I needed to relax. Days, weeks, generations fitting inside of the silence between my question and his answer. I thought about dogs. That would help. Cute dogs. Happy dogs. Fluffy dogs. Lasers. Running dogs. Jumping dogs. Lasers. Petting dogs. Lasers. Laser dogs. Dog lasers. Those exist. Of course they do. There’s a laser for anything and everything. What does a laser do for a dog? The question is, what can’t it do?

Does your dog have muscle, ligament and tendon injuries? Shoot at laser at the pooch.

Is your furry companion suffering from back pain? PewPewPew. Have you notice Rexxx pawing at his ear? Clear up that infection by shining some lasers down that canine canal like a flashlight in a storm drain you dropped your keys into. Gingivitis? Blast those gums with gamma rays. Hot spots and open wounds? You know what to do. Arthritis and hip dysplasia? Spark those joints with some hot-ass beams of light. Degenerative disc disease? Apparently laser therapy will also help, which is surprising.

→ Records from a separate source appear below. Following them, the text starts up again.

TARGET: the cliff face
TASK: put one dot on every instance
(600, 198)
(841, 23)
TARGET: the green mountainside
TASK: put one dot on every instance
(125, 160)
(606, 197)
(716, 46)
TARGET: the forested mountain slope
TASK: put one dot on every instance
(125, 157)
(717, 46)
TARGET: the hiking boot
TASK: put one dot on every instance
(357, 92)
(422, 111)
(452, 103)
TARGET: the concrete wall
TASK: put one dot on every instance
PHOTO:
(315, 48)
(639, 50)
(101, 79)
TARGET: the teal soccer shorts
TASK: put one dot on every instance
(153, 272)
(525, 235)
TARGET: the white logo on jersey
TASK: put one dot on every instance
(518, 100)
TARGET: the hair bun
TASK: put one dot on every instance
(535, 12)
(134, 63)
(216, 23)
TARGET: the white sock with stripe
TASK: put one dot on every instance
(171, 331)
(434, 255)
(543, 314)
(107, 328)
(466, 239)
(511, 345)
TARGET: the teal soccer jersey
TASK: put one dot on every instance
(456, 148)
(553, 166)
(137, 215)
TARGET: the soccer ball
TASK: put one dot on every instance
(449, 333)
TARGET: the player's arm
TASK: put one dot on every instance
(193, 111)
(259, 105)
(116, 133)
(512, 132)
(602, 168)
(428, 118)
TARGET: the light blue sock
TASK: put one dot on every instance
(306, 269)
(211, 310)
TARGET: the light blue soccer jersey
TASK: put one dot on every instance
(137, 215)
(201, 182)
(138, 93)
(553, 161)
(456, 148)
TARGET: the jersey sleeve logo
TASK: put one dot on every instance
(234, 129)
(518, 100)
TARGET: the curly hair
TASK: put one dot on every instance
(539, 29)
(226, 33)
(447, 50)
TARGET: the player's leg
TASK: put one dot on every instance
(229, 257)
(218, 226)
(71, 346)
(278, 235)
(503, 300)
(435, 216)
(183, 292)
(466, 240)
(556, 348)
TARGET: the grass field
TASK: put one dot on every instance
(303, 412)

Did dogs get acne? Because there’s a laser for that, too. Imagine if teenage me would’ve known? Instead of lancing the glowing ball of puss that stayed on the tip of my nose for the last semester of eighth grade with a safety pin, that ultimately got it infected and left a nice divot in my flesh, I could’ve just shot a fucking laser at it.

Lasers don’t just eliminate zits, they can nuke fat cells. A cold laser stimulates the cells, needling them until they cannot take it and just collapse, giving up their contents like they’ve been shaken down for their lunch money. Plastic surgeons suggest that you do 40-minutes session, three-times a week for two-weeks to get the desired results from the procedure. That desired result being the destruction of your cellular make-up.

But where does all of the plaque and coffee stains and gingivitis and arthritis and hip dysplasia and pimples and pain and every trace bit of radiation released from every singular laser go after being zapped or doing the zapping? Do they just disappear? Vaporized like my dad’s prostate? Can you ever make a thing gone for good? Where do I aim the laser to vaporize my fear and anxiety? Will the disparate particles of my worry ever find each other again? Old friends eager to reunite and get back to what they do best.

***

He tells me it isn’t cancer, just a bout of benign prostatic hyperplasia—something that just happens to people. Then he hits his common refrain of “it’s just one of those things, where yah have to go, whatever.” I can hear his shoulders shrugging through the phone. That whatever has been prescribed for things like the whimpering Albertan economy, Justin Trudeau in general, and the continued stresses of work. Things that wear on him like an angle grinder, but he has acquiesced to, because “life is cruel and unfair” and sometimes all you can do is sigh when the gravity in your world gets altered. Slamming you into the earth or untethering you from it all together.

That’s another thing lasers can do. Interferometry. The detection in shifts of gravitational waves.